The recently discovered Chinese state-backed advanced persistent threat (APT) “Volt Typhoon,” aka “Vanguard Panda,” has been spotted using a critical vulnerability in Zoho’s ManageEngine ADSelfService Plus, a single sign-on and password management solution. And it’s now sporting plenty of previously undisclosed stealth mechanisms.
Volt Typhoon came to the fore last month, thanks to joint reports from Microsoft and various government agencies. The reports highlighted the group’s infection of critical infrastructure in the Pacific region, to be used as a possible future beachhead in the event of conflict with Taiwan.
The reports detailed a number of Volt Typhoon’s tactics, techniques, and procedures (TTPs), including its use of internet-exposed Fortinet FortiGuard devices for initial intrusion, and the hiding of network activity via compromised routers, firewalls, and VPN hardware.
But a recent campaign outlined by CrowdStrike in a recent blog post suggests that Volt Typhoon is flexible, with the ability to customize its tactics based on data gathered through extensive reconnaissance. In this case, the group utilized CVE-2021-40539 in ManageEngine for intrusion, then masked its Web shell as a legitimate process and erased logs as it went along.
These previously unknown tactics enabled “pervasive access to the victim’s environment for an extended period,” says Tom Etheridge, chief global professional services officer for CrowdStrike, which didn’t reveal details on the victim’s location or profile. “They were familiar with the infrastructure that the customer had, and they were diligent about cleaning up their tracks.”
Volt Typhoon’s Evolving Cyber Tactics
CrowdStrike researchers’ spidey senses tingled when suspicious activity seemed to be emanating from its unidentified client’s network.
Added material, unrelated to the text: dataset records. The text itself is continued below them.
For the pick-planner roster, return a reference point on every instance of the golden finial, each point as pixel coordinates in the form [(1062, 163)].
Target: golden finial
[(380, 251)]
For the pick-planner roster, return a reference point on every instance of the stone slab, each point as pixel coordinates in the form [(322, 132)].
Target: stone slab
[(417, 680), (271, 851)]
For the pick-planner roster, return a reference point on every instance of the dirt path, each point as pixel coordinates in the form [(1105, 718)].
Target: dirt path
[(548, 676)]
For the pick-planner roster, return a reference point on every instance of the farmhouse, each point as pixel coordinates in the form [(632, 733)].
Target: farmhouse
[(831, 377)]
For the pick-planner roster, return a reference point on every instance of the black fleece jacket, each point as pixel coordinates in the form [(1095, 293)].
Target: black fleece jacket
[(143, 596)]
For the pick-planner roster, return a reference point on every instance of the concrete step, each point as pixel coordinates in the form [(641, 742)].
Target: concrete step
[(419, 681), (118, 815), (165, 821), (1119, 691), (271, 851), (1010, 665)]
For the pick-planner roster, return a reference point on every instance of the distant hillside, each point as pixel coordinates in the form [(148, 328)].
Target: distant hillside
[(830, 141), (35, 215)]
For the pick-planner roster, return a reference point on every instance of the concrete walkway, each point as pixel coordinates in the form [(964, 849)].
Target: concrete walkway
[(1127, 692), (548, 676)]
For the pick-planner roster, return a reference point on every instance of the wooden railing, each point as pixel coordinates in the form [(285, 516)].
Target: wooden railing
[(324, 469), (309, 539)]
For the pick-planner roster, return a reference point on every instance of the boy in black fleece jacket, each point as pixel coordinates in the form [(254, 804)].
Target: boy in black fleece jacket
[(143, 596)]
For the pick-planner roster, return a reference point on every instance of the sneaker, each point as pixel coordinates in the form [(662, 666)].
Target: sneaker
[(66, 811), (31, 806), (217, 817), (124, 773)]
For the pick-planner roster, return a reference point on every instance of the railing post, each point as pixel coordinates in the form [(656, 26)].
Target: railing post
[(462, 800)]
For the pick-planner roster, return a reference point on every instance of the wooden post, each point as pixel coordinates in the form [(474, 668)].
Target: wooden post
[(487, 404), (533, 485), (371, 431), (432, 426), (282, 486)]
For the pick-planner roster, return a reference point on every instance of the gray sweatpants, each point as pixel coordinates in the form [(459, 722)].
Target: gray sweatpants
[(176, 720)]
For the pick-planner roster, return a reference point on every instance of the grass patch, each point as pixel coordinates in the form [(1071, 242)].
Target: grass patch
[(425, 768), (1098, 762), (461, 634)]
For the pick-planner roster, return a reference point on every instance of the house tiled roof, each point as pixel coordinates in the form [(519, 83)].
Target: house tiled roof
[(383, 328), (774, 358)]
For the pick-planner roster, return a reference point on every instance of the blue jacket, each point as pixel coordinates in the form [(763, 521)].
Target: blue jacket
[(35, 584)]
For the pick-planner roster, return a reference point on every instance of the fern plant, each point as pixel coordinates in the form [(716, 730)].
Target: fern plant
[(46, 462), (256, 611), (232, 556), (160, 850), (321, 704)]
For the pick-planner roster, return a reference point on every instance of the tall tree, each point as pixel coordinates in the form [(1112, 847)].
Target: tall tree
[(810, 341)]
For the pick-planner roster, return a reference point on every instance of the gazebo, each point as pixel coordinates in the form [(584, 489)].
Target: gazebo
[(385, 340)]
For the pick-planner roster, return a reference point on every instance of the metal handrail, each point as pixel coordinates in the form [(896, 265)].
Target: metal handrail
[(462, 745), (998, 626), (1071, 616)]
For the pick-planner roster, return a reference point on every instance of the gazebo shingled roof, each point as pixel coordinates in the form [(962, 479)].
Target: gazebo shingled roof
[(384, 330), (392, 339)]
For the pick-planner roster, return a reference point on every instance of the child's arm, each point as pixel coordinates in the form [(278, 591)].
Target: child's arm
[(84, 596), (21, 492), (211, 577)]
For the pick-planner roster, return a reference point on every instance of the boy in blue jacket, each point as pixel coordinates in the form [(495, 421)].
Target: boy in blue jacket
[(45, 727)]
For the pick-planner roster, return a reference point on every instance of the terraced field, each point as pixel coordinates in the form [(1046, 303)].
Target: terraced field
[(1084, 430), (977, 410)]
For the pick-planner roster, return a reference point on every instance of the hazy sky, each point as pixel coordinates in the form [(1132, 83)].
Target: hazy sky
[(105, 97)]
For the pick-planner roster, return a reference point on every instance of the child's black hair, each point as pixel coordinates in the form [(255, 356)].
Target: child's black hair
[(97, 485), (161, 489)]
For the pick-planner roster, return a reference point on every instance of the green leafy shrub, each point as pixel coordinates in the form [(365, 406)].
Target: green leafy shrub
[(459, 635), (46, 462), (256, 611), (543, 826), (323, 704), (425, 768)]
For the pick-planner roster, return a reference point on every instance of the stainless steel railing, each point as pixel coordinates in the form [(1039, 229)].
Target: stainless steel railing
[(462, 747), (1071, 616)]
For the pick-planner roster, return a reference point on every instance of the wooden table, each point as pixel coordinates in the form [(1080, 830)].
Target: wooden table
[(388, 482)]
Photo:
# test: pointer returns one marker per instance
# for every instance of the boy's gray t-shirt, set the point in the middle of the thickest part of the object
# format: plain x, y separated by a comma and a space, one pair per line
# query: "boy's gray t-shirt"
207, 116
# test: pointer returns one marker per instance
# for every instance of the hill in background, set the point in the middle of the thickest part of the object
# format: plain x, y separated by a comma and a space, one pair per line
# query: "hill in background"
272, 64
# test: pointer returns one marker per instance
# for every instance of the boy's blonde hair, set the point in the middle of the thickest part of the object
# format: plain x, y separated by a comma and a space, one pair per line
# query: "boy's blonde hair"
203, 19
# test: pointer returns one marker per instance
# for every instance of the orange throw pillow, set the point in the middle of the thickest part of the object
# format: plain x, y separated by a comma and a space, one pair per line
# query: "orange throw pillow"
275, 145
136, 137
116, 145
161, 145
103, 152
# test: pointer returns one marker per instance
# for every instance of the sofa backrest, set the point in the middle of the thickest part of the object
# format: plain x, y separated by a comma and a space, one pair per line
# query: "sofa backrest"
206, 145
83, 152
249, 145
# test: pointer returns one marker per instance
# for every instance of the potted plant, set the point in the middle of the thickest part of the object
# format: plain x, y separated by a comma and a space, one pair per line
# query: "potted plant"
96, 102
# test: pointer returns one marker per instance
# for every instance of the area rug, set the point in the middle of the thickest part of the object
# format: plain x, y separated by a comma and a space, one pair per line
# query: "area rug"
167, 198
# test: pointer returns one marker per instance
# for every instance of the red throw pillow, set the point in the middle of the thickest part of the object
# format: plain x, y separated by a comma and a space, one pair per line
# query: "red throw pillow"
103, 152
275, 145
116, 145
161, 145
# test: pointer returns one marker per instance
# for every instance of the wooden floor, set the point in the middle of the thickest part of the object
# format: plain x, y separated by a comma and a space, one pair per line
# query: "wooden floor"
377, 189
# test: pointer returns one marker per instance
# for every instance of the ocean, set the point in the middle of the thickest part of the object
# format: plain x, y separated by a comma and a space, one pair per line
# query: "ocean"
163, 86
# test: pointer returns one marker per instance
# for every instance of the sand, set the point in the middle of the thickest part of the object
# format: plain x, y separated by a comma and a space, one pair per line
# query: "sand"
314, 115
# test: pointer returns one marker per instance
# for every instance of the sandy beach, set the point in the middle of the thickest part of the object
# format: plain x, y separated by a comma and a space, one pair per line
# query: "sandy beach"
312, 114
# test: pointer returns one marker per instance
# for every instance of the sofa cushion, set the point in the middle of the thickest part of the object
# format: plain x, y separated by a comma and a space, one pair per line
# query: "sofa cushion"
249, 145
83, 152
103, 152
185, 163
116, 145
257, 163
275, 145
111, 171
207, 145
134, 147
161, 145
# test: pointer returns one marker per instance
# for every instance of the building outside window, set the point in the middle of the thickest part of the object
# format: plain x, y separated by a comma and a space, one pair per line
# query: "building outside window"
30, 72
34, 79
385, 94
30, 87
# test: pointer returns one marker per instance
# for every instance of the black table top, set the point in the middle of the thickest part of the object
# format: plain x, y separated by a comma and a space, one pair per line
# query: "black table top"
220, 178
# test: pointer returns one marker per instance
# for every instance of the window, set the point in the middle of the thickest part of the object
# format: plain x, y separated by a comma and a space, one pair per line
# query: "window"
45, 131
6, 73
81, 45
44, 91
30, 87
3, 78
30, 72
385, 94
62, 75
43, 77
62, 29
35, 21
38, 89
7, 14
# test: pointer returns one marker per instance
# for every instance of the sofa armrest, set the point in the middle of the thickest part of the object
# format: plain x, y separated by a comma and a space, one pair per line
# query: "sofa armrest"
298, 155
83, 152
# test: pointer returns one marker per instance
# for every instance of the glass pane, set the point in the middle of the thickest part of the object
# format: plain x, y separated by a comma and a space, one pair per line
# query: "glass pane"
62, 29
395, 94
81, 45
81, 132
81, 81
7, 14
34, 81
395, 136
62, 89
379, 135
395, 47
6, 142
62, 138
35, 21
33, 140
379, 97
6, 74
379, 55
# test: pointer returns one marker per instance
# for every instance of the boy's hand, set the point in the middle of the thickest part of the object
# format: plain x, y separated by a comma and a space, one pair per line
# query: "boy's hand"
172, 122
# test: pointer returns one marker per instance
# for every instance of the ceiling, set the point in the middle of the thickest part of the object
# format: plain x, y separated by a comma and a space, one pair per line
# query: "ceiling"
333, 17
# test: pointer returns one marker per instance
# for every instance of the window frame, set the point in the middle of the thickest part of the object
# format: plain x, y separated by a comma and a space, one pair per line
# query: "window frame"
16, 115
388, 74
The then-unrecognized entity appeared to be performing extensive information-gathering — testing network connectivity, listing processes, gathering user information, and much more. It “indicated a familiarity with the target environment, due to the rapid succession of their commands, as well as having specific internal hostnames and IPs to ping, remote shares to mount, and plaintext credentials to use for [Windows Management Instrumentation],” the researchers wrote in their blog post.
It turned out, after some investigating, that the attacker — Volt Typhoon — had deployed a webshell to the network a whole six months prior. How did it go unnoticed for so long?
The story began with CVE-2021-40539, a critical (9.8 CVSS score) remote code execution (RCE) vulnerability in ADSelfService Plus. ManageEngine software, and ADSelfService Plus in particular, has been critically exposed on a number of occasions in recent years (CVE-2021-40539 isn’t even its most recent critical 9.8 CVSS RCE vulnerability — that title goes to CVE-2022-47966).
With initial access, the attackers were able to drop a Web shell. Here was where the more interesting stealth began, as the researchers observed “the webshell was attempting to masquerade as a legitimate file of ManageEngine ADSelfService Plus by setting its title to ManageEngine ADSelfService Plus and adding links to legitimate enterprise help desk software.”
The group proceeded to siphon administrator credentials and move laterally in the network. It took a cruder, manual approach to covering its tracks this time around, going to “extensive lengths to clear out multiple log files and remove excess files from disk,” the researchers explained.
The evidence tampering was extensive, nearly eliminating all traces of malicious activity. However, the attackers forgot to erase the Java source code and compiled Class files from their targeted Apache Tomcat Web server.
“If it wasn’t for that slight slip up that was reported in the blog, they probably would have gone unnoticed,” Etheridge says.
How to Defend Against Volt Typhoon Cyberattacks
Thus far, Volt Typhoon has been observed targeting organizations in the communications, manufacturing, utility, transportation, construction, maritime, government, information technology, and education sectors. It’s most notable, however, for seeking out critical infrastructure in the United States and Guam — a strategic point of American defense of Taiwan against China.
According to Etheridge, some of the same principles in this case study could be equally applied to a critical infrastructure breach. “Operational technology (OT)-type environments are typically targeted through IT infrastructure first, before the threat actor moves to the infrastructure,” he points out. “Certainly the tactics that we see them deploying would be concerning from a critical infrastructure perspective.”
To meet the threat of Volt Typhoon, Etheridge says, one major point is identity management.
“Identity is a huge challenge for a lot of organizations. We’ve seen a huge uptick in advertisements for stolen credentials, and stolen credentials are leveraged quite extensively in the incidents that we respond to each and every day,” he says. In this case, being able to leverage stolen credentials was key to Volt Typhoon’s remaining under the radar for so many months.
Etheridge also emphasizes the importance of threat hunting and incident response. Nation-state threat actors are notoriously impossible to stop entirely, but organizations will be better prepared to mitigate the worst possible consequences, he says, if they’re able “to understand when something is going on in your environment, and being able to take corrective action quickly.”